-- Sent from my smart phone. Please excuse my brevity On Feb 19, 2012 4:10 p.m., "Robert Bonomi" <bonomi@mail.r-bonomi.com> wrote:
From ken.gilmour@gmail.com Sun Feb 19 05:04:39 2012 Date: Sun, 19 Feb 2012 11:59:37 +0100 Subject: Re: DNS Attacks From: Ken Gilmour <ken.gilmour@gmail.com> To: Robert Bonomi <bonomi@mail.r-bonomi.com> Cc: nanog@nanog.org
On Feb 18, 2012 10:24 PM, "Robert Bonomi" <bonomi@mail.r-bonomi.com>
Even better, nat to a 'bogon' DNS server -- one that -- regardless of
query -- returns the address of a dedicated machine on your network set up especially for this purpose.

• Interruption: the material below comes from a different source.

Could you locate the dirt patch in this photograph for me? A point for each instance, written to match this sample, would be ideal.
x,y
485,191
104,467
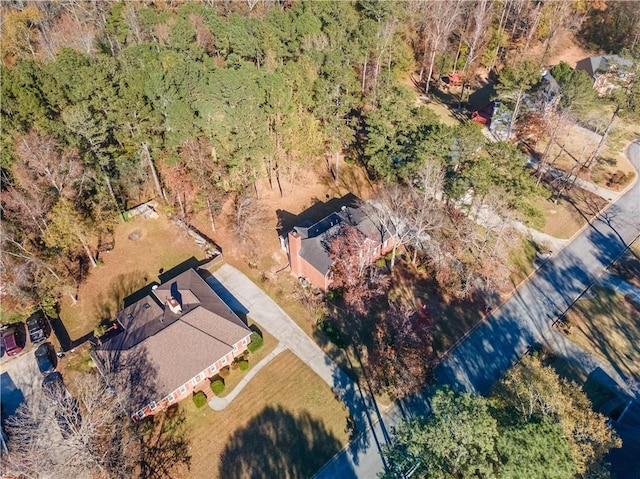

What happens when the client sends a POST from a cached page on the end user's machine? E.g. if they post login credentials. Of course, they'll get the error page, but then you have confidential data in your logs and now you have to protect highly confidential info, at least if you're in europe.
*WHAT* 'confidential data' in which logs? <grin>
The aforementioned dedicated machine isn't a real web-server, or a real 'any other' server -- it is solely a special-purpose application machine, When you connect to it on say, port 80, it doesn't log anything from the port -- it just logs (1) the timestamp, and (2) the connecting IP address (and _nothing_ else); then it copies out a previously prepared static file, and disconnects.
You build a separae app that reads that logfile, matches IP
to a customer account, and feeds a message into the 'customer records' system that this customer -has- been notified of this problem, and when, in case they call for support.
If one is 'really' paranoid, the 'logfile' can be implemented as a 'pipe' between the processes, so that the data never hits disk in the first
wrote: the ddress/timestamp place. ;)
I've got proof-of-concept code for a single program that handles HTTP
(port
80), SMTP (port 25 and port 587), POP3 (port 110), IMAP2 & 4 (port 143), IMAP3 (port 220), TELNET (port 23), FTP (port 21), and NNTP (port 119), so far. I'm planing to add IRC, and various SSL-based protocols as well.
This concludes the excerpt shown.